With over 28,500 migrants arriving since Jan. 1, Italy has once again become the principal entry point for migrants arriving in Europe, following the closure of the Balkan route up from Greece. In previous years, many migrants landing in Italy have headed on to other countries including Austria but Rome now fears it could be stuck hosting thousands of new arrivals.
On average 2,500 lorries and 15,000 cars travel daily through the Brenner Pass - a crucial lifeline for Italy's exports to northern Europe that is already prone to delays even without border checks. Austria sits at the crossroads of the two major migrant routes, from the Balkans and from Italy, and saw hundreds of thousands of migrants cross its territory in 2015. Authorities have received around 90,000 asylum applications from people fleeing war, persecution and poverty who have opted to settle in the country.

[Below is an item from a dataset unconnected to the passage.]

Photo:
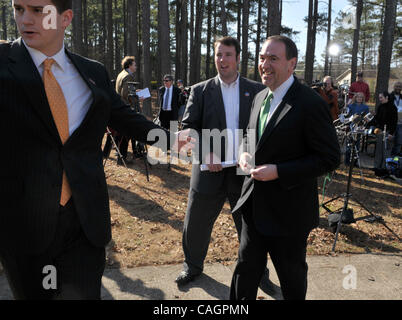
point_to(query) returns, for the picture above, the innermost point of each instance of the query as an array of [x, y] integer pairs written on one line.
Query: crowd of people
[[55, 209]]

Juncker also raised the alarm over Austria's response to the migrant crisis, which he said had tempted other countries to close their borders while making far-right politics "presentable" elsewhere in Europe. "What we see in Austria we have unfortunately seen in other European countries, where (political) parties play with people's fears," he said.
The anti-immigration candidate from Austria's far-right Freedom Party, Norbert Hofer, is the favorite to win the presidential run-off election on May 22.
Meanwhile, Almost 2,000 far-right protesters marched through Berlin on Saturday to demand that Chancellor Angela Merkel step down for allowing more than a million migrants from the Middle East into Germany since last year.
Under the motto "Merkel must go," demonstrators gathered outside Berlin's central train station waving German flags and holding up posters reading "Islamists not welcome" and "Wir sind das Volk" ("We are the People"), a slogan coined by the protesters who ended communist rule in East Germany, adopted last year by the anti-Islam PEGIDA (Patriotic Europeans Against the Islamization of the Occident) movement.
The rally drew around 1,800 participants, police said, less than half the number organizers had expected, and the protesters were outnumbered by around 7,500 left-wing counter-demonstrators who also marched through the capital.
A spokesman for the police said there had been scuffles when several left-wing demonstrators tried to break through barriers separating the two groups, and threw bottles at police. Police used tear gas and made several arrests, the spokesman said, adding that the situation had quickly been brought under control.
While many Germans have welcomed the new arrivals, others say the country cannot cope with integrating them and risks losing its identity.
Support for the anti-immigrant Alternative for Germany party has risen sharply, while arson attacks on refugee centers and sometimes violent protests have become increasingly common.